This is an activity we typically do when learning about algorithms at the beginning of the year, but it's fun and more advanced students will hopefully do a better job at it.
Part One: One volunteer comes to the front of the class. She sees a simple drawing on a piece of paper of several shapes (triangle, square, circle in one example) next to each other with slight spaces in between them. Everyone else in class has merely a blank sheet. Her task is to get them to reproduce what only she sees. The catch is that everyone else in class has to think like a computer and make no assumptions. Saying "draw a circle" or "make a line" won't accomplish the task. (Side note: this could be a great way to differentiate imperative and declarative languages, but that's a separate topic.) Computers need to be told to put pen to paper, lift pen, etc.
Part Two: A different volunteer comes to the front of the room. The task is reversed. Everyone else has a drawing in front of them, and they need to communicate with the volunteer to get her to draw it properly on the whiteboard in the front of the room. The same rules apply. Classic "bugs" that come up here are not instructing the student to take the cap off the pen and not having her lift her pen correctly to complete the drawing, which is typically a stick figure with a word bubble message.
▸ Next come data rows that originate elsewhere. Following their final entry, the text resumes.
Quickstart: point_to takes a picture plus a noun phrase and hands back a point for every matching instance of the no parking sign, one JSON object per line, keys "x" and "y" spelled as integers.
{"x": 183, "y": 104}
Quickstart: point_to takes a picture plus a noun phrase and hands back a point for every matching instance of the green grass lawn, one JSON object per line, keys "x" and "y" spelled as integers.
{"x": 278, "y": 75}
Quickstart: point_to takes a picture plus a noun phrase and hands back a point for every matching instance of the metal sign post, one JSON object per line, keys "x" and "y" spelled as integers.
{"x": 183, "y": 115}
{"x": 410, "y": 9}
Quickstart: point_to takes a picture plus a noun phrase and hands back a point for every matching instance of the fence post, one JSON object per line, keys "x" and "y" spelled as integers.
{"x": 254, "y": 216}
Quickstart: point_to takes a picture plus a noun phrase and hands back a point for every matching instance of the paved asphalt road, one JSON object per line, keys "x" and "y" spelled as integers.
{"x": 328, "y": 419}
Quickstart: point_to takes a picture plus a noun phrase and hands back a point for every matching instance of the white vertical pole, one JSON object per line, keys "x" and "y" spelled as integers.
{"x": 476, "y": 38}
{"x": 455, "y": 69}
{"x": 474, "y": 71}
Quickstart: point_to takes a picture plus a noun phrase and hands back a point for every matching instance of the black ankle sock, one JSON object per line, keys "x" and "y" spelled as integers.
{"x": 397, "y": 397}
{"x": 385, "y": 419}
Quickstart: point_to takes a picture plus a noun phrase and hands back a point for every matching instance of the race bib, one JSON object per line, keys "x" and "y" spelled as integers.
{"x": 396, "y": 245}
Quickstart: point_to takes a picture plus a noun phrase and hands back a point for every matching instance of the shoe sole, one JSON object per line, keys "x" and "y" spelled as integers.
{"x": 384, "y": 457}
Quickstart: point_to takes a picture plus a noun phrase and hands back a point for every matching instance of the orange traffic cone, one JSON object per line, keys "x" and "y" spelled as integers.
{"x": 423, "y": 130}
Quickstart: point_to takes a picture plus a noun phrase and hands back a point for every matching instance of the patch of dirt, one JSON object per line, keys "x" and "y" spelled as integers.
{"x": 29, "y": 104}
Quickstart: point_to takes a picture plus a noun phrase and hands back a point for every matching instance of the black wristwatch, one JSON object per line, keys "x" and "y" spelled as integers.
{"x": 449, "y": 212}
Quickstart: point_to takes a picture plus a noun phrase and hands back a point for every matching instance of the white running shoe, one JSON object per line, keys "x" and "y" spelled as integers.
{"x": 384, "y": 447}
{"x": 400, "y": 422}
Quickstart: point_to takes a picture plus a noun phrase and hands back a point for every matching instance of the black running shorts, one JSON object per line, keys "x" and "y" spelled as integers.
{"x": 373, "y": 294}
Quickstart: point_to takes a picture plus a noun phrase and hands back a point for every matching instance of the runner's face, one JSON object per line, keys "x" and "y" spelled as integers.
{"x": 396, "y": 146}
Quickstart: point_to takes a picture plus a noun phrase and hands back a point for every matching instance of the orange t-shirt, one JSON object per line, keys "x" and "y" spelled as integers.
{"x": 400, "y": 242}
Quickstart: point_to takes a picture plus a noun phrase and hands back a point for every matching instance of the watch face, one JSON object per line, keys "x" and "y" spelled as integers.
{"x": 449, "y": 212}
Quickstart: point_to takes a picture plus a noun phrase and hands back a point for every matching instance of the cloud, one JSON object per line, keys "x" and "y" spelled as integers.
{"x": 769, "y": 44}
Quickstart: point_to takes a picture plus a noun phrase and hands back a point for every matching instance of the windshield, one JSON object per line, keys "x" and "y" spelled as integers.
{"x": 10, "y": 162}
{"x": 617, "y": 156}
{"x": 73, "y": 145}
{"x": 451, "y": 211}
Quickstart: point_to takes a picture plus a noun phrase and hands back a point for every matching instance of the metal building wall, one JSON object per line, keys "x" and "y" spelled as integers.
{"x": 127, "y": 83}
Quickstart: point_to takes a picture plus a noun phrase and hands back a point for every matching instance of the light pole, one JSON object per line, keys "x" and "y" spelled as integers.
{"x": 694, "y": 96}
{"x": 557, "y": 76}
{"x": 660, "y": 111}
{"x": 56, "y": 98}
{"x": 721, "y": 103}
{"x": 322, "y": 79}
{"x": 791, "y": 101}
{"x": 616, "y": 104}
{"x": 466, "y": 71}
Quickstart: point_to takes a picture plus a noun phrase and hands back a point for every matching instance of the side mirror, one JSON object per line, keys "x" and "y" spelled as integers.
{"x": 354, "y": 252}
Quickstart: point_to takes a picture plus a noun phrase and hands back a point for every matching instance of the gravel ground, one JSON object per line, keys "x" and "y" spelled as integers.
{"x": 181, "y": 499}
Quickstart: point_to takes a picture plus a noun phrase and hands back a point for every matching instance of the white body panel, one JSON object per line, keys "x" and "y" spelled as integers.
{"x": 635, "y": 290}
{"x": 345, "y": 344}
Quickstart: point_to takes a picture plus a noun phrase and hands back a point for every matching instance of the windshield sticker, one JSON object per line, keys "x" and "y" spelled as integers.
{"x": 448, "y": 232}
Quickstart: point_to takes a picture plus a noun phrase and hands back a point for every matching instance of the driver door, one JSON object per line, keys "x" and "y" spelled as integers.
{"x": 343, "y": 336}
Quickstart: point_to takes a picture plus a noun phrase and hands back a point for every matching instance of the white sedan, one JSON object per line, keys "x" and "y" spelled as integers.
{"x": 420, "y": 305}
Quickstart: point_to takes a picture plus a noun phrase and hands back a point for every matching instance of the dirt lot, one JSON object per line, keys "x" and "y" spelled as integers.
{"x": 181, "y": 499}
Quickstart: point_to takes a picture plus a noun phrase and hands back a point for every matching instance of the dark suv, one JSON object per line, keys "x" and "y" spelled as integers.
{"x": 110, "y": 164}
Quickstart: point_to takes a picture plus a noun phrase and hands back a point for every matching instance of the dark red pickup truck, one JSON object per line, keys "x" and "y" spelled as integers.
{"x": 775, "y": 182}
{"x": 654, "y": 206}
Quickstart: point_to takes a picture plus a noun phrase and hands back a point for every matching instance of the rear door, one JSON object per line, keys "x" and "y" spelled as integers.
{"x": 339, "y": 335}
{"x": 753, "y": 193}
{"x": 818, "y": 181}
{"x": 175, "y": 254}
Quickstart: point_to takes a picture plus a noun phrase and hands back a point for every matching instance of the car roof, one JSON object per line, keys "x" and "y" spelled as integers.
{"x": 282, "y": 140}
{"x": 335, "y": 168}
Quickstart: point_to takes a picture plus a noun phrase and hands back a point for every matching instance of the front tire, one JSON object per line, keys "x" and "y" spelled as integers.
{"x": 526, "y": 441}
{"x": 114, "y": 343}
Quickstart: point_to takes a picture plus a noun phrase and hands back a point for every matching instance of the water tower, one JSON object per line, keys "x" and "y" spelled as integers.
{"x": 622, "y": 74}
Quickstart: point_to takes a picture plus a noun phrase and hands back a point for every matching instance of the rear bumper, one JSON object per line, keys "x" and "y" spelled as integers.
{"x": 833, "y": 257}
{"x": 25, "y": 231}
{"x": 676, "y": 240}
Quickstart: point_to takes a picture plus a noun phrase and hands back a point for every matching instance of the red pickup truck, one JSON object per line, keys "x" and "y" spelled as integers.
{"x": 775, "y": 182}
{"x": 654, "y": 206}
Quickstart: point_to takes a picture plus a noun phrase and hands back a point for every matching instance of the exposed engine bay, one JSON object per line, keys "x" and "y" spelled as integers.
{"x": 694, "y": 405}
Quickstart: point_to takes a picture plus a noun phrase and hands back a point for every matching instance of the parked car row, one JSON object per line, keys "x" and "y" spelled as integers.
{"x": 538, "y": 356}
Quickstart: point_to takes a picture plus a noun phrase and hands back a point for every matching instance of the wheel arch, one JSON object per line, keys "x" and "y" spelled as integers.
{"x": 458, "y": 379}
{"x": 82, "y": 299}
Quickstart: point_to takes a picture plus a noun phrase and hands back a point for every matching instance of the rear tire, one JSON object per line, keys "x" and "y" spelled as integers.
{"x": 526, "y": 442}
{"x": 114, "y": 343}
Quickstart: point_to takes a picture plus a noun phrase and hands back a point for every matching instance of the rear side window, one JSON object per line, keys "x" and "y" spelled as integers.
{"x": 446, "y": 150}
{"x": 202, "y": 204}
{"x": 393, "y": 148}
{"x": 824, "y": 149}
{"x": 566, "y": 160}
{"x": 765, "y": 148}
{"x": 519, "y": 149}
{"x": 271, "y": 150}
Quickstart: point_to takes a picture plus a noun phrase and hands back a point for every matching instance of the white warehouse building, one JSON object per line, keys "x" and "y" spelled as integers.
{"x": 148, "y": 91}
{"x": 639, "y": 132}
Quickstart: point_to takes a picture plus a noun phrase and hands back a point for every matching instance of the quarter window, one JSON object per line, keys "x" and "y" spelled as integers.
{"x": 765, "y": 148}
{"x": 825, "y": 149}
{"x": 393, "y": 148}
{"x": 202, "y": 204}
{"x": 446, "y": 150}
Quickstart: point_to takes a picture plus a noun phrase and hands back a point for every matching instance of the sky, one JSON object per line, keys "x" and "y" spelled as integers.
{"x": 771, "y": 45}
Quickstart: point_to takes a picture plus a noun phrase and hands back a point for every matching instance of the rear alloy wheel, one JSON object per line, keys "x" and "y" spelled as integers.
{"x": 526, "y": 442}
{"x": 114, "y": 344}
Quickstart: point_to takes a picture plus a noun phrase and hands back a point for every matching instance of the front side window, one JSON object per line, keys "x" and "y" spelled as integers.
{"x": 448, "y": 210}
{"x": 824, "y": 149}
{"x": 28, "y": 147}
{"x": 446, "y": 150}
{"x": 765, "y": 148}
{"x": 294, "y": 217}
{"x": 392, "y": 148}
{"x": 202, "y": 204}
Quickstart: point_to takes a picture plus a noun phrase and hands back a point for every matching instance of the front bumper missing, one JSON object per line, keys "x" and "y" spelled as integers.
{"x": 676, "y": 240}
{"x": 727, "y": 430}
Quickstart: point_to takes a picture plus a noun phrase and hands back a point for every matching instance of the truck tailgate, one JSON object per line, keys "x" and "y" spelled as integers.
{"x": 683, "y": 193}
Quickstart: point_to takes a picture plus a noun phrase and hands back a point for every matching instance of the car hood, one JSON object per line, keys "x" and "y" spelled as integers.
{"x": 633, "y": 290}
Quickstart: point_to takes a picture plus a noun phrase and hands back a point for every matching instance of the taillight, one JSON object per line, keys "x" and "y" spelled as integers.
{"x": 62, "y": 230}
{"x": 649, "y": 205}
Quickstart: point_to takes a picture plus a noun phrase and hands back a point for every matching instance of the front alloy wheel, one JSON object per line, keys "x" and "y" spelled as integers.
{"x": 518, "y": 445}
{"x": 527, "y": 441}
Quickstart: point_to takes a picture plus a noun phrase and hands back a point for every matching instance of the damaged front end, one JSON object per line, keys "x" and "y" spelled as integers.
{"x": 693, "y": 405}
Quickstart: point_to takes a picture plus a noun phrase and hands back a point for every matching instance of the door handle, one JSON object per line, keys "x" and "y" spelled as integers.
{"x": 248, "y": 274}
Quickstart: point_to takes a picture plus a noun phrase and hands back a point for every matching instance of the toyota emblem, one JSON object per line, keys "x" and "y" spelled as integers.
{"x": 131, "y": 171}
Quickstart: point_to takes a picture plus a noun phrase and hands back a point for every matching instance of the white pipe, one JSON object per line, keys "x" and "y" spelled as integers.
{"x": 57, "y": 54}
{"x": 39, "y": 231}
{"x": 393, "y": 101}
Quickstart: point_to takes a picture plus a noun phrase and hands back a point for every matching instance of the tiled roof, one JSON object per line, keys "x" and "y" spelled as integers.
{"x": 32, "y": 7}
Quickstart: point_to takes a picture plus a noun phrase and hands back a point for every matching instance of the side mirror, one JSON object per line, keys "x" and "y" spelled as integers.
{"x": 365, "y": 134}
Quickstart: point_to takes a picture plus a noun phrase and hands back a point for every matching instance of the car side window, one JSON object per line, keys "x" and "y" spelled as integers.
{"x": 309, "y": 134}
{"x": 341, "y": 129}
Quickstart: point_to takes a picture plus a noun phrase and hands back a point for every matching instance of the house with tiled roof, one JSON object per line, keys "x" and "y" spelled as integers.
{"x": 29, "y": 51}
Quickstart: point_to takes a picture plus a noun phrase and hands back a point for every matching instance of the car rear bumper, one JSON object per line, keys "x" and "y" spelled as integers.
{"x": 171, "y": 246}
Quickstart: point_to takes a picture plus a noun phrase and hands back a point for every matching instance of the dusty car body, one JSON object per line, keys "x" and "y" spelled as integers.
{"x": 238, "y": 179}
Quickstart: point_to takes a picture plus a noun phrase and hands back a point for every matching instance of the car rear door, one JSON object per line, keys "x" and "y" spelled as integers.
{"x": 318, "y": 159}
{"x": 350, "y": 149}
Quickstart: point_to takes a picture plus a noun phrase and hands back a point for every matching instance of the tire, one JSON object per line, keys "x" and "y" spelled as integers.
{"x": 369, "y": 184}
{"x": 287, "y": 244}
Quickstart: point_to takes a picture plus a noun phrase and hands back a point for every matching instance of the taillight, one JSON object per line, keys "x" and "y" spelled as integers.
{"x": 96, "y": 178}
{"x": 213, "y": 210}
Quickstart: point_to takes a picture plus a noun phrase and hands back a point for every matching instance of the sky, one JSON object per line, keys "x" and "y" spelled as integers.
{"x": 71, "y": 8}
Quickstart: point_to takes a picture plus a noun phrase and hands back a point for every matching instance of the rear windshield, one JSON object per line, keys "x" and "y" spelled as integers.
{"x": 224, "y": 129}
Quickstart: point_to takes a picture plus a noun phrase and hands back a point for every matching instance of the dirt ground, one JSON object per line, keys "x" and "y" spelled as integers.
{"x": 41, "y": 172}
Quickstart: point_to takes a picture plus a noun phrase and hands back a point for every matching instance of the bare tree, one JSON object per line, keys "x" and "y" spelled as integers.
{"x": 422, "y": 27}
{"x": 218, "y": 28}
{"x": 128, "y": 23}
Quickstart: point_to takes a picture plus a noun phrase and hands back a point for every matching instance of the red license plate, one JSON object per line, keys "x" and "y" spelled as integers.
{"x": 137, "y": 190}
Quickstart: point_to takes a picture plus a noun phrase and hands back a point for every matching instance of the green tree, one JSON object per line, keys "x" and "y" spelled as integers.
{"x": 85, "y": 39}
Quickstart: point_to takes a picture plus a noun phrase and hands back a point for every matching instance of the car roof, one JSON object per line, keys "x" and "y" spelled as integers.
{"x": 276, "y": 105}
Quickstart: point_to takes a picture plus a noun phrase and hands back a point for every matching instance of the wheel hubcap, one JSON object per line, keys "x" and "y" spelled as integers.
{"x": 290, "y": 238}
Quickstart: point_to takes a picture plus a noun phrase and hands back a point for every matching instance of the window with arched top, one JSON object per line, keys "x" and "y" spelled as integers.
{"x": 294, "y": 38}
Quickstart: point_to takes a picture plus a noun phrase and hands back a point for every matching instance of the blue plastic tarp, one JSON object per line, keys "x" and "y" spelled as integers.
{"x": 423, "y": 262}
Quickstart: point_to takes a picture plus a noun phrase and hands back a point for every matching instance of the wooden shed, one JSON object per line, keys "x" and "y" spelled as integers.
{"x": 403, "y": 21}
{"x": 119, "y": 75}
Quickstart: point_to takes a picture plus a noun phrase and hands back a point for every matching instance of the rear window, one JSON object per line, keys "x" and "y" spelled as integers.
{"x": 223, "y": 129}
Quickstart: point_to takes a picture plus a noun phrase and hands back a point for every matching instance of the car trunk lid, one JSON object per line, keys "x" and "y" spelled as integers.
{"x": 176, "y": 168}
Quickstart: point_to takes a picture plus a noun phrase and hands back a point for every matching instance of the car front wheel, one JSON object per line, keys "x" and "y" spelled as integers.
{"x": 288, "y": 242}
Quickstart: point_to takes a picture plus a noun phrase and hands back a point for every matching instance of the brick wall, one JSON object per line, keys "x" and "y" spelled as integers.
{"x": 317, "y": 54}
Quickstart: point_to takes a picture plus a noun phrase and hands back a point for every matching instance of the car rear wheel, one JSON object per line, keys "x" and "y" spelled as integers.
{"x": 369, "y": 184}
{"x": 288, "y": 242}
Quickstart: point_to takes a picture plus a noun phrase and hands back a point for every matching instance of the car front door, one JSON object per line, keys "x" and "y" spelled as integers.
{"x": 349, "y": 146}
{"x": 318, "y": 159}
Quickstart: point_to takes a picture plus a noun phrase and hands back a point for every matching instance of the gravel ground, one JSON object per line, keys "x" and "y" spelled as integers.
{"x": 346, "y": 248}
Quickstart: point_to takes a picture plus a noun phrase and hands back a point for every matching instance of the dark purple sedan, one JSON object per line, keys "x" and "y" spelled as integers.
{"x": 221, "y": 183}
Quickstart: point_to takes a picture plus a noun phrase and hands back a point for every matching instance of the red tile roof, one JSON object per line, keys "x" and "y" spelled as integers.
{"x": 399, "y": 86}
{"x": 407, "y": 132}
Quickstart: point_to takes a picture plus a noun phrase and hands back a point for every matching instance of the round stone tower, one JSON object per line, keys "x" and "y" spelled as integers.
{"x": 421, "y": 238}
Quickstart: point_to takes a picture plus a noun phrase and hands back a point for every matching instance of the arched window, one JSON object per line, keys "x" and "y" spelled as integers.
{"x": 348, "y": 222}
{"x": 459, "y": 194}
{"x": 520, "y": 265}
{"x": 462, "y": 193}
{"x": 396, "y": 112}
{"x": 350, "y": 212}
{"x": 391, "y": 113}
Both activities are engaging, and do give a number of opportunities to step in and talk about assumptions we as humans make and about abstractions that we may take for granted, like "draw a shape."
I got this idea from my time taking CS50 and being trained to teach CS50 AP. You can see this activity demonstrated at Harvard here.
Also, there's always the classic "Peanut Butter and Jelly Sandwich" activity although this one is hard to do at the last minute. Watch the CS50 at Yale demo here.